Postprandial alterations in whole-blood DNA methylation are mediated by changes in white blood cell composition

Background DNA methylation is an essential nuclear process associated with genomic functions such as transcription factor binding and the regulation of gene expression. DNA methylation patterns can also serve as potential biomarkers for disease progression and response to therapy.
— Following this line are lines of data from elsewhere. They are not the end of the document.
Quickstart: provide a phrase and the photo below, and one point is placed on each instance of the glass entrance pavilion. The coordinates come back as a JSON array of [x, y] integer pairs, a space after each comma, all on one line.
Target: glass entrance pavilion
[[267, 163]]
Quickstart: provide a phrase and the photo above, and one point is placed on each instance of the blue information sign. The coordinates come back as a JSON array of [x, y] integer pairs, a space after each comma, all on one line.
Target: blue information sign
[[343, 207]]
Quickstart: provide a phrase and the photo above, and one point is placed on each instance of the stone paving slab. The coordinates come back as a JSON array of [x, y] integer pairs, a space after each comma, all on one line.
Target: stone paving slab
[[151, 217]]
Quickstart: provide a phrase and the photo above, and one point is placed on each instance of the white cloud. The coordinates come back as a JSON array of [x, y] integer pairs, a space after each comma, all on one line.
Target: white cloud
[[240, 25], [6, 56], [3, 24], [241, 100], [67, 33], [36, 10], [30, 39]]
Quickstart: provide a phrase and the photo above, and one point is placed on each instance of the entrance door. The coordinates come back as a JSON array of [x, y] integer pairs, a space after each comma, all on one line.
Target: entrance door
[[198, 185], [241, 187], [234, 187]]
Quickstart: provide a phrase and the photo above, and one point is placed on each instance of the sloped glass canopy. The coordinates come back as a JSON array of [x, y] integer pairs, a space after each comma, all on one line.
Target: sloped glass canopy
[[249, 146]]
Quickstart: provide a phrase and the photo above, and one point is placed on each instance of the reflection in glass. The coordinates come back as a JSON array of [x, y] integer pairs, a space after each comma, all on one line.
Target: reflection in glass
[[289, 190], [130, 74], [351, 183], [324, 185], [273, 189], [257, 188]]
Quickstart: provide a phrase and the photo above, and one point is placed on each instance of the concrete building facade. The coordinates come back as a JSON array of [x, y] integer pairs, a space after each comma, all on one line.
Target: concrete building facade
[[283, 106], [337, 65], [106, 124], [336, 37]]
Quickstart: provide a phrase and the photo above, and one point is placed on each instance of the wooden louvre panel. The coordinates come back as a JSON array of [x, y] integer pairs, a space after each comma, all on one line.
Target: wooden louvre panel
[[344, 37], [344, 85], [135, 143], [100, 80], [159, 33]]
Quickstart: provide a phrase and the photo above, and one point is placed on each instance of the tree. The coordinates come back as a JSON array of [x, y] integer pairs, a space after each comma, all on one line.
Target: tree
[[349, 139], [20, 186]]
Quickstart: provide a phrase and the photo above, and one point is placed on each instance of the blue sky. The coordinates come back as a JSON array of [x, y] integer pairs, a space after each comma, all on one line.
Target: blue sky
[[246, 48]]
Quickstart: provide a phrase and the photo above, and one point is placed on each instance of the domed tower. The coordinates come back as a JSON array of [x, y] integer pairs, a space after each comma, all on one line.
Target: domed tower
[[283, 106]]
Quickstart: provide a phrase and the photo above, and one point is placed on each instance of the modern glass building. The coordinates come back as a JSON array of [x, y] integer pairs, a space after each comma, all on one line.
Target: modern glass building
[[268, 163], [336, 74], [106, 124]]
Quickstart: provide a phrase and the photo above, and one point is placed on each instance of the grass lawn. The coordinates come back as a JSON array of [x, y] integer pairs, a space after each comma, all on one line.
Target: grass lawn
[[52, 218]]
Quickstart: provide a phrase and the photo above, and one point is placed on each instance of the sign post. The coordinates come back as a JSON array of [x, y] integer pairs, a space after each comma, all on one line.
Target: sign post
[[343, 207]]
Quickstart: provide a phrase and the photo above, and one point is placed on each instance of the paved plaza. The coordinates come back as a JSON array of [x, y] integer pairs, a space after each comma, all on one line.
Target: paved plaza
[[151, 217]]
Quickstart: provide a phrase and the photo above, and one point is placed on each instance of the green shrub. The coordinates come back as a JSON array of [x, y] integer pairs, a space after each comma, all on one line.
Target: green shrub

However, the full dynamics of DNA methylation across daily physiologic events have not been fully elucidated. Objective We sought to study how ingesting a standardized meal acutely affects peripheral blood DNA methylation. Design We performed an observational study in healthy men (n = 26) on DNA methylation and gene expression in whole blood before and 160 min after the ingestion of a standardized meal. Cytosine-phosphate-guanine (CpG) methylation was assayed on the HumanMethylation450k microarray, and gene expression was measured with the Human Gene 2.1 ST Array. Results Differential methylation after food intake was detected in 13% of the analyzed probes (63,207 CpG probes) at a 5% false discovery rate (FDR). This effect was driven by changes in leukocyte fractions as estimated from comparisons against methylation datasets generated from sorted leukocytes. When methylation values were adjusted for estimated leukocyte fractions, 541 probes were observed to be altered in the postprandial state (5% FDR). Conclusions Apparent alterations in DNA methylation 160 min after meal ingestion mainly reflect changes in the estimated leukocyte population in whole blood. These results have major methodologic implications for genome-wide methylation studies because they highlight the strong underlying effects of changes in leukocyte fractions on CpG methylation patterns as well as the potential importance of meal-standardized sampling procedures for future investigations when alterations in white blood cell fractions are unavailable. This trial was registered at clinicaltrials.gov as LSF008786.